Si l’avocat du bénéficiaire de l’aide recouvre cette somme, il renonce à percevoir la part contributive de l’Etat. S’il n’en recouvre qu’une partie, la fraction recouvrée vient en déduction de la part contributive de l’Etat.
Si, à l’issue du délai de quatre ans à compter du jour où la décision est passée en force de chose jugée, l’avocat n’a pas demandé le versement de tout ou partie de la part contributive de l’Etat, il est réputé avoir renoncé à celle-ci.»
82. En application des dispositions précitées, l’équité et les circonstances particulières du présent litige commandent de condamner M. [X] [O] à payer une indemnité de 2 000 euros à Me Gilbert Savioz, avocat de Mme [N], qui a renoncé en contrepartie à percevoir la part contributive de l’Etat.
PAR CES MOTIFS,
Nous, magistrat délégué par le premier président, statuant en matière de référé publiquement, contradictoirement,
Déclarons recevables toutes les demandes présentées par M. [B] [X] [O] ;
Déboutons M. [B] [X] [O] de sa demande d’arrêt de l’exécution provisoire attachée au jugement du conseil de prud’hommes de Marseille du 27 octobre 2023 ;
Déboutons M. [B] [X] [O] de sa demande subsidiaire de consignation des sommes dues dans l’attente de l’arrêt de la cour d’appel ;
Condamnons M. [B] [X] [O] à payer à Mme [I] [N] la somme de 2 000 euros de dommages-intérêts pour procédure abusive ;
Condamnons M. [B] [X] [O] à payer au Trésor Public une amende civile de 2 000 euros en application des dispositions de l’article 32-1 du code de procédure civile.

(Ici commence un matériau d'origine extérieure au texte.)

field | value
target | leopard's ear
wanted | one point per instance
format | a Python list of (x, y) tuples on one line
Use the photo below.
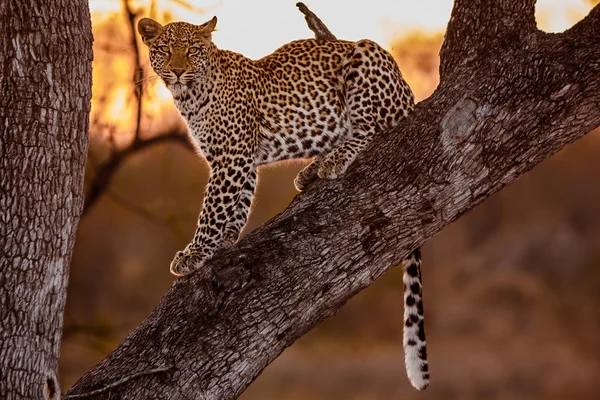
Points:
[(149, 29), (205, 30)]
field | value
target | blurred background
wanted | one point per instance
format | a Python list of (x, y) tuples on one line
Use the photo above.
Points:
[(512, 290)]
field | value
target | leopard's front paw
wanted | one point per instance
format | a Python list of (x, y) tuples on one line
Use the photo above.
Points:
[(186, 262), (331, 168)]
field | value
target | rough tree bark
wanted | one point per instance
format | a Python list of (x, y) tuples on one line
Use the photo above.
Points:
[(509, 97), (45, 91)]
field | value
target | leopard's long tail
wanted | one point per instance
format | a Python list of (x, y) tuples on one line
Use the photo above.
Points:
[(415, 349)]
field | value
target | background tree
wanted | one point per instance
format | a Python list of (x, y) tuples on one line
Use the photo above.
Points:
[(45, 90), (509, 97)]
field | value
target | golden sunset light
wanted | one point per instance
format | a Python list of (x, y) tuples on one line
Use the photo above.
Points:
[(256, 28)]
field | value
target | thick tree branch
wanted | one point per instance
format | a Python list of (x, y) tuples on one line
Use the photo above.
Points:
[(492, 119)]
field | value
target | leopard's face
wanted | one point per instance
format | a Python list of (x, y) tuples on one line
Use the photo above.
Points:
[(179, 51)]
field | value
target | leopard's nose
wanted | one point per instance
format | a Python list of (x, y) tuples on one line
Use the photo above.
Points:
[(178, 71)]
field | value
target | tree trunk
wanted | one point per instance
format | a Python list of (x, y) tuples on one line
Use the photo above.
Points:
[(509, 97), (45, 91)]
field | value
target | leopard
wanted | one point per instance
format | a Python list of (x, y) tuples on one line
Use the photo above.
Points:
[(325, 101)]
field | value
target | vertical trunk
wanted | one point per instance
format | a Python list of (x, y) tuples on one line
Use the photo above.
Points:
[(45, 90)]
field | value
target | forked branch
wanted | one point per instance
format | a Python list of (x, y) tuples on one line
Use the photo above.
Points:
[(495, 116)]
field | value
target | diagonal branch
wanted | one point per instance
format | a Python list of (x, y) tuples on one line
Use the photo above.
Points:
[(482, 28), (492, 120)]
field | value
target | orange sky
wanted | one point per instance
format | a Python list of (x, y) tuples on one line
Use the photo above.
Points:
[(257, 27)]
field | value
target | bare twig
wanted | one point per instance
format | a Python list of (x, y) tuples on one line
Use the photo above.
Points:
[(138, 74), (315, 24), (106, 171), (144, 213)]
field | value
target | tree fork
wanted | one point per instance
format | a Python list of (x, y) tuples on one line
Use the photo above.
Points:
[(510, 96)]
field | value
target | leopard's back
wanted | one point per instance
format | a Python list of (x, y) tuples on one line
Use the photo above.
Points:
[(310, 94)]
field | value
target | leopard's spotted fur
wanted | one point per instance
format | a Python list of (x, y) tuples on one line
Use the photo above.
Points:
[(309, 99)]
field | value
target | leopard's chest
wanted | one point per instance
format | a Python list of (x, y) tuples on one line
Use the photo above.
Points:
[(204, 124)]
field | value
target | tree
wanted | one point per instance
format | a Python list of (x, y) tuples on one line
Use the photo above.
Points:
[(45, 91), (509, 97)]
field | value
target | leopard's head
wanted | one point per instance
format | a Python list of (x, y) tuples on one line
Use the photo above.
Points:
[(179, 51)]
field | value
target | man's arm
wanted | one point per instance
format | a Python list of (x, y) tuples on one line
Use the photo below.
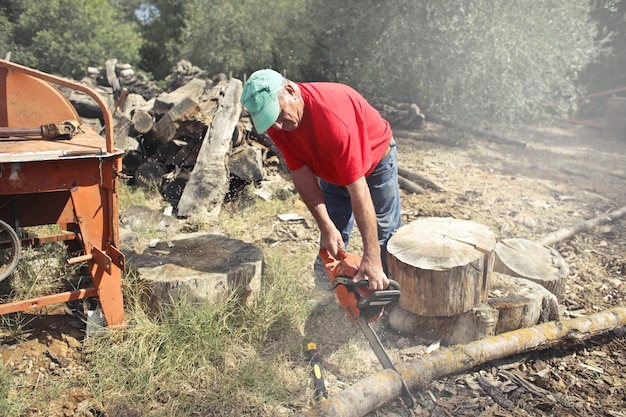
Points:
[(309, 189), (371, 265)]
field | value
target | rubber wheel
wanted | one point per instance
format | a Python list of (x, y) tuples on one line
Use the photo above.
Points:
[(10, 248)]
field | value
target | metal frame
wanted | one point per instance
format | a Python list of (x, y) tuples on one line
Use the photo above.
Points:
[(72, 183)]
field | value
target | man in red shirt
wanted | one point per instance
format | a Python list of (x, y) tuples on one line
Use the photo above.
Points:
[(342, 157)]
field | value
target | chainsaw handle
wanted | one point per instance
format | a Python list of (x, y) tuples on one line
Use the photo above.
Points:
[(393, 285)]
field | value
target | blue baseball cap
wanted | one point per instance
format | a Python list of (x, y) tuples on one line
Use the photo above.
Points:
[(259, 97)]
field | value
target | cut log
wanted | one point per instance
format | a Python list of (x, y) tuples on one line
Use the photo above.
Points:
[(192, 90), (442, 264), (526, 259), (512, 304), (370, 393), (142, 121), (209, 180), (566, 233), (199, 267), (170, 126), (247, 163)]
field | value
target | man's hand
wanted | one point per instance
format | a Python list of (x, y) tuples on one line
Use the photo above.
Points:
[(372, 270), (332, 241)]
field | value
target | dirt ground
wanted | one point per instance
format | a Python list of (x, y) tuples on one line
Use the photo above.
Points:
[(562, 175)]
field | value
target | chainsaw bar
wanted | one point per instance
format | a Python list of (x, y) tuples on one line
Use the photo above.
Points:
[(384, 360), (363, 306)]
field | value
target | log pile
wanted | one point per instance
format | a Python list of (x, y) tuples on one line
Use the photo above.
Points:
[(163, 132)]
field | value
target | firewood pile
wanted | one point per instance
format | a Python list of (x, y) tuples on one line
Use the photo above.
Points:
[(163, 131)]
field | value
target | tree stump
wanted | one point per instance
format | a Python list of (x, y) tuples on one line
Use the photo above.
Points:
[(513, 303), (443, 265), (526, 259), (199, 267)]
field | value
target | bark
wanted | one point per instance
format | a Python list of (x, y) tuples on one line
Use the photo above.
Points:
[(526, 259), (209, 180), (356, 401), (567, 232), (441, 259)]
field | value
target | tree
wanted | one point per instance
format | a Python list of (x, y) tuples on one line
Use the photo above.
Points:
[(607, 72), (66, 36), (241, 36), (469, 60)]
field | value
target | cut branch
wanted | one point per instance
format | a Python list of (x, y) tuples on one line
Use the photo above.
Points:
[(373, 391)]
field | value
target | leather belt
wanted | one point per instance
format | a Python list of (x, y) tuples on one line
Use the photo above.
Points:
[(387, 150)]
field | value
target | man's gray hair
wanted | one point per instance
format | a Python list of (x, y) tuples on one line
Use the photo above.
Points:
[(282, 91)]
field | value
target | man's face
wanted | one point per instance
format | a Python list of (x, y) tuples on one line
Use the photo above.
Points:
[(290, 113)]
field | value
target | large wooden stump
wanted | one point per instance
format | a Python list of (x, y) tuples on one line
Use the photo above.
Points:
[(513, 303), (443, 265), (199, 267), (526, 259)]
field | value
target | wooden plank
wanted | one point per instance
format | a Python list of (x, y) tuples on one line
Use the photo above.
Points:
[(209, 180)]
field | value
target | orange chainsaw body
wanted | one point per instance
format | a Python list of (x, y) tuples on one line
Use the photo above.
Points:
[(348, 296)]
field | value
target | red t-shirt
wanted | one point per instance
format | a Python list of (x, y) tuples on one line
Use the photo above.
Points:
[(341, 137)]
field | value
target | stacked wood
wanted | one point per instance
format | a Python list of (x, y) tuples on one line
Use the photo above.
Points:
[(196, 132)]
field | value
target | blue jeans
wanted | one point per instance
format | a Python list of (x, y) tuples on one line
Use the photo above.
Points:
[(383, 185)]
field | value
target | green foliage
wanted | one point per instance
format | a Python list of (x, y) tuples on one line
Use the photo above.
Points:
[(66, 36), (468, 60), (607, 72), (8, 404), (241, 36)]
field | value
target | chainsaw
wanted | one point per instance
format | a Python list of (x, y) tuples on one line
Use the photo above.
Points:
[(362, 305)]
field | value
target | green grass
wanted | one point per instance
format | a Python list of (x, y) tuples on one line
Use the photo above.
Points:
[(193, 358), (233, 357)]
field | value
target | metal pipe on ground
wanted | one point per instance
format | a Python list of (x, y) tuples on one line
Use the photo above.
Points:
[(370, 393)]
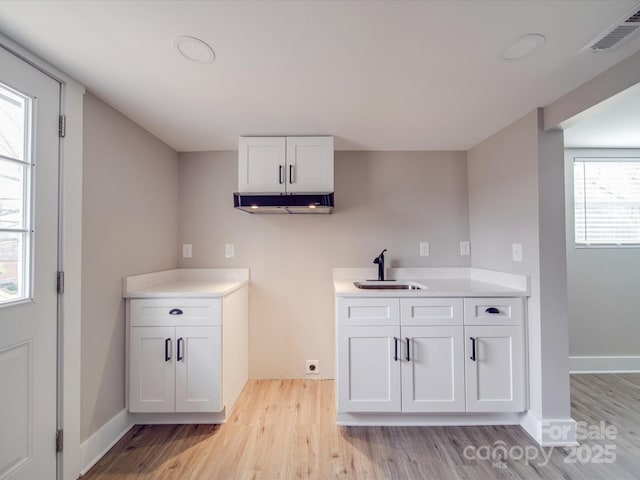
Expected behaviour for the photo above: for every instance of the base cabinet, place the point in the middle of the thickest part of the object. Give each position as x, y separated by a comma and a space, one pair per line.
423, 360
187, 355
494, 368
174, 369
369, 369
432, 369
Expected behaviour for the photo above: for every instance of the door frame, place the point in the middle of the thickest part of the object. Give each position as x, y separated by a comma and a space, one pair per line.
69, 258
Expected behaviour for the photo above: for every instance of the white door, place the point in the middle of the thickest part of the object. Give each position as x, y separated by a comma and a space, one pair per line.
494, 369
369, 369
198, 368
432, 369
29, 112
261, 164
309, 164
152, 369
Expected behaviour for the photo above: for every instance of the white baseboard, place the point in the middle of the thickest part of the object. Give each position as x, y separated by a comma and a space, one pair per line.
604, 364
550, 432
94, 447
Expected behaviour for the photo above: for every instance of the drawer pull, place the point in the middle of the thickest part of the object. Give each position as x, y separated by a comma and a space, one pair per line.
167, 349
473, 349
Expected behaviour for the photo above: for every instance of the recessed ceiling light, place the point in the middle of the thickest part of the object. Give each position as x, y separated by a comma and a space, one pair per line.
523, 47
194, 49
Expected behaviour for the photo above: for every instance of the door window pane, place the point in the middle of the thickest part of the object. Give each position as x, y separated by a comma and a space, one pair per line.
15, 188
12, 193
12, 267
13, 123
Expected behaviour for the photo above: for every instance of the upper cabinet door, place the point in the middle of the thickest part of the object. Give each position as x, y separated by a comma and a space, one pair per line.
261, 167
309, 164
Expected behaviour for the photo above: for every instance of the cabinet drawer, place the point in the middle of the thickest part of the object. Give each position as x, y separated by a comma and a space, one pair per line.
368, 311
175, 311
431, 311
493, 311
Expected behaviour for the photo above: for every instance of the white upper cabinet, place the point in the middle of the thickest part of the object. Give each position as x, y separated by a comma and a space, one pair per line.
285, 164
309, 164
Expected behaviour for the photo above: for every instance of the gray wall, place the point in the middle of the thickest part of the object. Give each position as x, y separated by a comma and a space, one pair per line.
383, 200
516, 196
604, 304
130, 213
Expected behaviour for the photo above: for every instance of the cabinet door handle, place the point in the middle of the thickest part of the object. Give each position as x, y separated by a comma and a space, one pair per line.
180, 353
167, 349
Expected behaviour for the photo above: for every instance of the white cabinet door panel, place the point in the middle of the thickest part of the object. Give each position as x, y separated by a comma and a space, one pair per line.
261, 166
433, 377
495, 374
309, 164
368, 373
151, 375
198, 368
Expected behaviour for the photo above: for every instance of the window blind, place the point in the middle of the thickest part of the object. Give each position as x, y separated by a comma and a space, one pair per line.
607, 201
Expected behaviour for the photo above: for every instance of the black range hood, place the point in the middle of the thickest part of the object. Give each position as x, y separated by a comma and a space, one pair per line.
287, 203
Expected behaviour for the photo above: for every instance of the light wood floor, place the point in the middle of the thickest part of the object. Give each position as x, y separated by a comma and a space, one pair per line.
285, 429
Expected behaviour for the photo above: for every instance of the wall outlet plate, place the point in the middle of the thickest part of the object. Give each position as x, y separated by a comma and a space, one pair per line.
312, 369
516, 252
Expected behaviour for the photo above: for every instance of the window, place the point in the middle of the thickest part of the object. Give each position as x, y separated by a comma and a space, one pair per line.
607, 201
15, 195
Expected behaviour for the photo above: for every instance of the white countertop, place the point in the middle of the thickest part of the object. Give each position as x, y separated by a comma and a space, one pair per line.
440, 282
186, 283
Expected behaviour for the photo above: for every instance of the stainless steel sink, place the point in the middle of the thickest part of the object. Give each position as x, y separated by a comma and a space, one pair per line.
389, 285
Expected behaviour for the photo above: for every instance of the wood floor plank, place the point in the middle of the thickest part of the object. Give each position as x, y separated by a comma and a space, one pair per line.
285, 429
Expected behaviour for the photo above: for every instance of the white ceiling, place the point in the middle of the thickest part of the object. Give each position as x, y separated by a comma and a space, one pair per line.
378, 75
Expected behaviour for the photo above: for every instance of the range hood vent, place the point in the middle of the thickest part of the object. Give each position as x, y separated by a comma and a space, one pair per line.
284, 203
618, 33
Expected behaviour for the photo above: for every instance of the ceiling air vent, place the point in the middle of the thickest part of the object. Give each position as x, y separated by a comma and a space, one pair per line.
618, 33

Prononçons le retrait de l’aide juridictionnelle accordée à M. [B] [X] [O] par décision du 20 mai 2025 du bureau d’aide juridictionnelle du tribunal judiciaire d’Aix-en-Provence (demande N-13001-2025-003617) ;
Condamnons M. [B] [X] [O] à supporter les entiers dépens et à rembourser au Trésor Public les sommes exposées par l’Etat conformément à l’article 43 de la loi n°91-647 du 10 juillet 1991 ;
Condamnons M. [B] [X] [O] à payer à Me Gilbert Savioz, avocat de Mme [I] [N] la somme de 2 000 euros sur le fondement de de l’article 700 du code de procédure civile ;
Rappelons que Me Gilbert Savioz, avocat de Mme [I] [N] bénéficiaire de l’aide juridictionnelle, a renoncé à percevoir la part contributive de l’Etat conformément à l’article 37 de la loi n°91-647 du 10 juillet 1991 ;
Disons que le greffe adressera au bâtonnier et au bureau d’aide juridictionnelle du tribunal judiciaire d’Aix-en-Provence une copie certifiée conforme de l’ordonnance en application de l’article 65 du décret n°2020-1717 du 28 décembre 2020.